The Jackson Blue Jays joined the KITTY League in 1924. They played their first game on May 13, losing to the Dyersburg Forked Deers, 2–0, before a home audience of 2,500 people at Athletic Park. They earned their first win the next afternoon, defeating Dyersburg, 5–4. The Blue Jays compiled a first season record of 51–61 (.455) and did not win either half of the league's split season.

The KITTY League failed to reorganize for the 1925 season, so Jackson joined the Class D Tri-State League. They also changed their name to the Jackson Giants. The Giants posted a season record of 40–63 (.388). The team changed its name to the Jackson Jays in 1926 as they continued in the Tri-State League. The circuit disbanded due to poor attendance after the games of July 5, the scheduled end of the first half. The Jays lost their final game to the Sheffield-Tuscumbia Twins, 7–6 in 14 innings. Their final record was 27–30 (.474).

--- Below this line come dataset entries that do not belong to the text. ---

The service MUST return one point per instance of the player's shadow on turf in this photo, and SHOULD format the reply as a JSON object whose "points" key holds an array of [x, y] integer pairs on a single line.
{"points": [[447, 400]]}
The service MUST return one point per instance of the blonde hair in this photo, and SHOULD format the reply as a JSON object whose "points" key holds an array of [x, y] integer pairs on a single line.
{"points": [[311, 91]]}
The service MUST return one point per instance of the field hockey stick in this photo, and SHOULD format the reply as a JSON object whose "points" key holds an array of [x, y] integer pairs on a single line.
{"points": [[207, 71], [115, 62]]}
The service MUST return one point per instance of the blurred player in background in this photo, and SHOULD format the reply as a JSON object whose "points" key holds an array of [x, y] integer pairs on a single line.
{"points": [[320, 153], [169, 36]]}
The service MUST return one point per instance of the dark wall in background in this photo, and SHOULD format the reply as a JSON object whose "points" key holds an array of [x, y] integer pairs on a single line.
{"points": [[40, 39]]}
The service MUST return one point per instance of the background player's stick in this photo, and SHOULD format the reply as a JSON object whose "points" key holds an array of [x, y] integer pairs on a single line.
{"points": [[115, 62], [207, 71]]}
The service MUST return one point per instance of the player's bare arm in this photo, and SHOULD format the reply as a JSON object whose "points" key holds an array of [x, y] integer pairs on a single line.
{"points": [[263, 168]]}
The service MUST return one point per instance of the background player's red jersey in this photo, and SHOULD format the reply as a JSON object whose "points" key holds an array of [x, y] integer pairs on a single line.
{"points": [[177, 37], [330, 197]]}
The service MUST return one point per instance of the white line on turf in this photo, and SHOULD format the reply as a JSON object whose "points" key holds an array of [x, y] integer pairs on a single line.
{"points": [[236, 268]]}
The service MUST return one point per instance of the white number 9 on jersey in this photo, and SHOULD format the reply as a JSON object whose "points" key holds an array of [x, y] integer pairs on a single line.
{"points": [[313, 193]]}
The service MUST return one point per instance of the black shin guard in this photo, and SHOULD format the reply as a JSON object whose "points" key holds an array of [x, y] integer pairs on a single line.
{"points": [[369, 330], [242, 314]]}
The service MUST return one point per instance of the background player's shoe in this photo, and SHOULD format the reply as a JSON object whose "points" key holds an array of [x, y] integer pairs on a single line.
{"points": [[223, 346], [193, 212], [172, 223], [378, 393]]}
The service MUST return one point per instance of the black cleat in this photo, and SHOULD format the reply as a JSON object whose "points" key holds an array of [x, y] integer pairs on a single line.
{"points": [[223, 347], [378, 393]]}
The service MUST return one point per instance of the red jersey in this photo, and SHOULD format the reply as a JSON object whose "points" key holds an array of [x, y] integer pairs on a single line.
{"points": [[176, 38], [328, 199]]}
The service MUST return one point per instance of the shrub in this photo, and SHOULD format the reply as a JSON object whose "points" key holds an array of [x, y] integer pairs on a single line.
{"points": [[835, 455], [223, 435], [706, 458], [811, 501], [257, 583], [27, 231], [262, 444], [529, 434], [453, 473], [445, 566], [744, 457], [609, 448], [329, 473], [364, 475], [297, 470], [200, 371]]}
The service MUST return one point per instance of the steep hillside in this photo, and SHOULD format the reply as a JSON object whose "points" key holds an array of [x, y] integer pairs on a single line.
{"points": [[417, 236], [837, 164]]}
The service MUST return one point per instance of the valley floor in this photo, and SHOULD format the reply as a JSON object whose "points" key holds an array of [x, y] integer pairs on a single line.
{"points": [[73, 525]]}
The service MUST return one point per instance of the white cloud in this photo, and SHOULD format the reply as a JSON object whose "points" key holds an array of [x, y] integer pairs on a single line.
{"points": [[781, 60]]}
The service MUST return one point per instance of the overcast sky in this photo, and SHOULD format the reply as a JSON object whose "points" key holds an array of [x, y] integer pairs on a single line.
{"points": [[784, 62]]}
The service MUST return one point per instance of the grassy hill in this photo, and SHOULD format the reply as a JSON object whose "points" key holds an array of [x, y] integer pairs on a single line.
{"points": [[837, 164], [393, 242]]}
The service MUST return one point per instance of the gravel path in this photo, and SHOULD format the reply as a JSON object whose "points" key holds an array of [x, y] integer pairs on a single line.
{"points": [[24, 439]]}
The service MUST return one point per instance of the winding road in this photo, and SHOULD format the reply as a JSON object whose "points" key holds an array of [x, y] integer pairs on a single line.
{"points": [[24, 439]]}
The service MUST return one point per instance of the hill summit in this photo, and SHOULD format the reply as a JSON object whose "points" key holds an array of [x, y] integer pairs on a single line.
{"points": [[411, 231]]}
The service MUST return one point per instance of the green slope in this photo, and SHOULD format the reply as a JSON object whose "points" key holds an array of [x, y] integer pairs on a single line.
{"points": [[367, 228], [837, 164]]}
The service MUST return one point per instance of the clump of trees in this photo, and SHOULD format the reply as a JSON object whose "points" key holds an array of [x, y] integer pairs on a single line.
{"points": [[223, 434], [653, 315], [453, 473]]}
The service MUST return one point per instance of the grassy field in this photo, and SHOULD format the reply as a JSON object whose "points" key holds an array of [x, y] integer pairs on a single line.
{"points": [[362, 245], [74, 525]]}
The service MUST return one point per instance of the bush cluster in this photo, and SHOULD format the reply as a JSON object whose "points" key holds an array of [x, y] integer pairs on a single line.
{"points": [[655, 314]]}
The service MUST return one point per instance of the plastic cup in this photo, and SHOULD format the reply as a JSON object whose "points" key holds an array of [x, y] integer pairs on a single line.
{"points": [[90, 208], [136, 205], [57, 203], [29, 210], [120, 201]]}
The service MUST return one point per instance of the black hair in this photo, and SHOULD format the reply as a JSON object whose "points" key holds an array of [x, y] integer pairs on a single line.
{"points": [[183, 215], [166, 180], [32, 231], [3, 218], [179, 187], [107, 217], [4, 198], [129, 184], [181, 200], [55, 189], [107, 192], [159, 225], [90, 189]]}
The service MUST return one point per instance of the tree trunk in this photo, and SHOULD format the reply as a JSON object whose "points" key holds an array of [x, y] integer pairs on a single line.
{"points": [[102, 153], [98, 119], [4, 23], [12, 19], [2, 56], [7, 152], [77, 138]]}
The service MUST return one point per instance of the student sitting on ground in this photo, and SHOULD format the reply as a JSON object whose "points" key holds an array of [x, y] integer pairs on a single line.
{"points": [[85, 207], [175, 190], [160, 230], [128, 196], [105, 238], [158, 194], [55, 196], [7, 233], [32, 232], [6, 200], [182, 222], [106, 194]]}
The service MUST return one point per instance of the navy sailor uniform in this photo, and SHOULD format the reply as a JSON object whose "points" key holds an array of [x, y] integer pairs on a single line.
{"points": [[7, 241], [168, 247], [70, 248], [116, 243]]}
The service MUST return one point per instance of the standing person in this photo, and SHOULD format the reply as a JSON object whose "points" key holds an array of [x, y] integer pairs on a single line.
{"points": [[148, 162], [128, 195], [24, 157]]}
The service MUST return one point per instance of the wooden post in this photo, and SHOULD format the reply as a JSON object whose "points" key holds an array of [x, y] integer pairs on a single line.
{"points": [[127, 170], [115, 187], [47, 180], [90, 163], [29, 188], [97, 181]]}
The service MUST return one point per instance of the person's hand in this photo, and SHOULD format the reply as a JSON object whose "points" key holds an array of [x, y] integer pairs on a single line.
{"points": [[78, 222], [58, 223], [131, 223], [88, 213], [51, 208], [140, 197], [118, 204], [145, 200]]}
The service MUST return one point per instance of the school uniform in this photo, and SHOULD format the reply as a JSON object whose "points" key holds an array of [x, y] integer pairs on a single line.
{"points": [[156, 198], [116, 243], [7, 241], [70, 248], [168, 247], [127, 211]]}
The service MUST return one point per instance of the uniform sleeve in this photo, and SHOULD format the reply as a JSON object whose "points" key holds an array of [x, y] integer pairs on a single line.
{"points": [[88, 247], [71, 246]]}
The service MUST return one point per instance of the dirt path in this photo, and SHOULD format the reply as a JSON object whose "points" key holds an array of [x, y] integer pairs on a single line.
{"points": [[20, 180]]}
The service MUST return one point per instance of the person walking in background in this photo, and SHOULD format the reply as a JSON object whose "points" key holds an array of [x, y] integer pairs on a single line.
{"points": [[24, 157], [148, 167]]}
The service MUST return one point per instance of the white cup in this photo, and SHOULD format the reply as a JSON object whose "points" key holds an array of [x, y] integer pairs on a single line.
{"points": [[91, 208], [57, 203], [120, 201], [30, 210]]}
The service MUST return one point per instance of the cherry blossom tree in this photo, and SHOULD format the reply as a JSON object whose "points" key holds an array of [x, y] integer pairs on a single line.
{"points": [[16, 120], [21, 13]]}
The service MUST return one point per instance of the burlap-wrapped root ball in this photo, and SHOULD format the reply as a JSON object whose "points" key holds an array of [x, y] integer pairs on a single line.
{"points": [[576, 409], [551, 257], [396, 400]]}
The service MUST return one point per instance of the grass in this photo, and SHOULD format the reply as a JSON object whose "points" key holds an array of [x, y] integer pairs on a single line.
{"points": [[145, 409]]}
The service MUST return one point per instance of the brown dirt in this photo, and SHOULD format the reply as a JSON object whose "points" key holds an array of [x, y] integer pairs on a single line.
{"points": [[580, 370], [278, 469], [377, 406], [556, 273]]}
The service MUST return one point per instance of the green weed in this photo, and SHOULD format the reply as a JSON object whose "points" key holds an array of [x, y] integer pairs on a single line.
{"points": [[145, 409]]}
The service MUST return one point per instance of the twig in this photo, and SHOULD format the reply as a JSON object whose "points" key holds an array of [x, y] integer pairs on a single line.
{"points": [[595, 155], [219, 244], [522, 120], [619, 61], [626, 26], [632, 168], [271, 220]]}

Over all three years of competition, Jackson accumulated a 118–154 (.434) record.

The city did not field another team until the Jackson Generals joined a revival of the KITTY League in 1935.

==Season-by-season results==

| Season | Regular season |  |  |  | Postseason |  |  | Ref. |
| Record | Win % | Finish | GB | Record | Win % | Result |
| 1924 | 51–61 | .455 | 5th | 11 | — | — | — |  |
| 1925 | 40–63 | .388 | 5th | 25+1⁄2 | — | — | — |  |
| 1926 | 27–30 | .474 | 4th | 7+1⁄2 | — | — | — |  |
| Totals | 118–154 | .434 | — | — | — | — | — | — |

==Notable players==

The only Giant to also play in Major League Baseball was Ben Cantwell of the 1925 team, who made his major league debut in 1927 with the New York Giants—the start of an 11-year major league career.